A professor from Old Dominion University has received more than $2 million from the National Institutes of Health to improve how doctors detect and treat glioblastoma — the most aggressive and deadly form of brain tumor.
Khan Iftekharuddin, who teaches in ODU’s department of electrical and computer engineering, is leading the multi-year project. His team is developing artificial intelligence models to detect glioblastoma recurrence and identify highly aggressive tumor subtypes without the need for invasive biopsies.
“Out of hundreds of MRI images collected for each patient, only a few slices actually show signs of the tumor,” Iftekharuddin said. “We looked at how we can process this data, develop computational models to automatically analyze these images, remove the ones that do not need to be looked over, and then suggest the ones that clinicians should review.”
Glioblastoma typically grows rapidly and often returns even after surgery or chemotherapy. Iftekharuddin said patients usually survive less than two years after diagnosis.
Data from the American Brain Tumor Association shows glioblastoma accounts for roughly 14 % of all primary brain tumors in the U.S., and more than 12,000 cases are diagnosed each year nationwide.
In Virginia, data for brain and central nervous system cancers, which include glioblastoma, reveal an age-adjusted incidence of about 6.2 new cases per 100,000 people from 2010-2014.
Collaborating with hospitals nationwide by combining MRI scans and clinical data, Iftekharuddin’s team hopes to give doctors a faster, more precise way to identify when a tumor is coming back and how aggressive it might be.
That could help doctors tailor surgery or chemotherapy plans more precisely — leading to more personalized care and better quality of life for patients facing aggressive brain cancers.

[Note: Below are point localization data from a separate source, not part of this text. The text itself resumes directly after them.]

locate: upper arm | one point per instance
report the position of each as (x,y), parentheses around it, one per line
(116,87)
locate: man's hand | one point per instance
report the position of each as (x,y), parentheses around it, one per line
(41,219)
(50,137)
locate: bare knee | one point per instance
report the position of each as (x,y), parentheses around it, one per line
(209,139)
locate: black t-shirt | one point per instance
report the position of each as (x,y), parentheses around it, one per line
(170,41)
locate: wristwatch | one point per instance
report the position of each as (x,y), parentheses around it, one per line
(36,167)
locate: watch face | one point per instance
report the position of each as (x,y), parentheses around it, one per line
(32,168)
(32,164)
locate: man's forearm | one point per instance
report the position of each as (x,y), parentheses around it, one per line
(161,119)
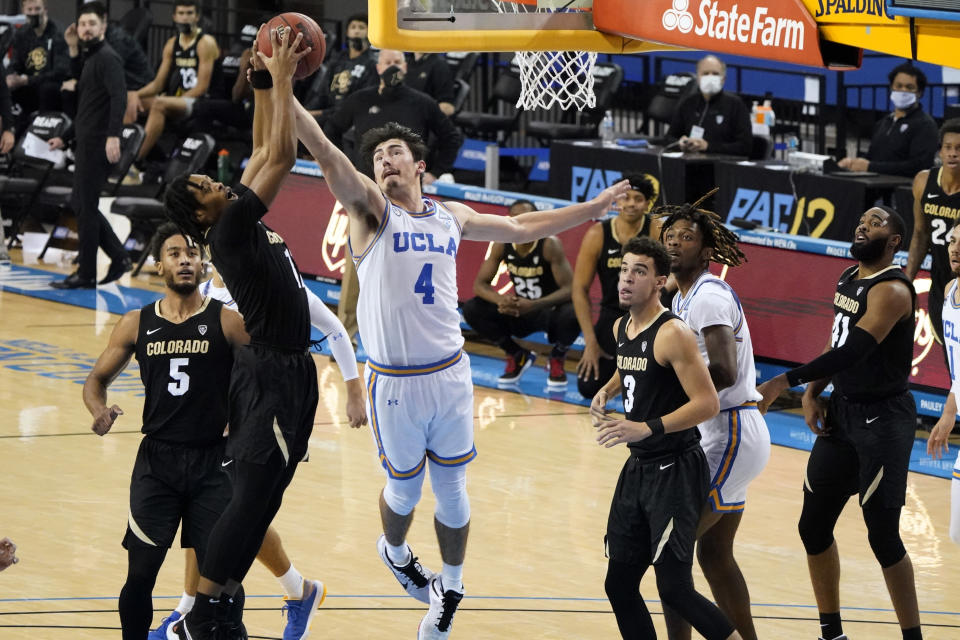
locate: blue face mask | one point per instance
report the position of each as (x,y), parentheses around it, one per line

“The current focus is really assisting physicians to come up with better patient management,” Iftekharuddin said. “If clinicians know from this analysis that a patient may have a more aggressive form of the tumor, then they can adjust their treatment plan accordingly.”
The $2 million funding will be used to expand data collection across multiple hospitals, support graduate students and postdoctoral researchers and further develop AI algorithms capable of analyzing complex medical images and clinical information.
Iftekharuddin’s team also wants to build a robust database that can be shared among research institutions for future studies.
The grant builds on Iftekharuddin’s 2016 award from the National Institute of Biomedical Imaging and Bioengineering. That research focused on developing more accurate methods to model, analyze and segment brain tumors in order to track their growth, classify tumor types and predict patient survival rates.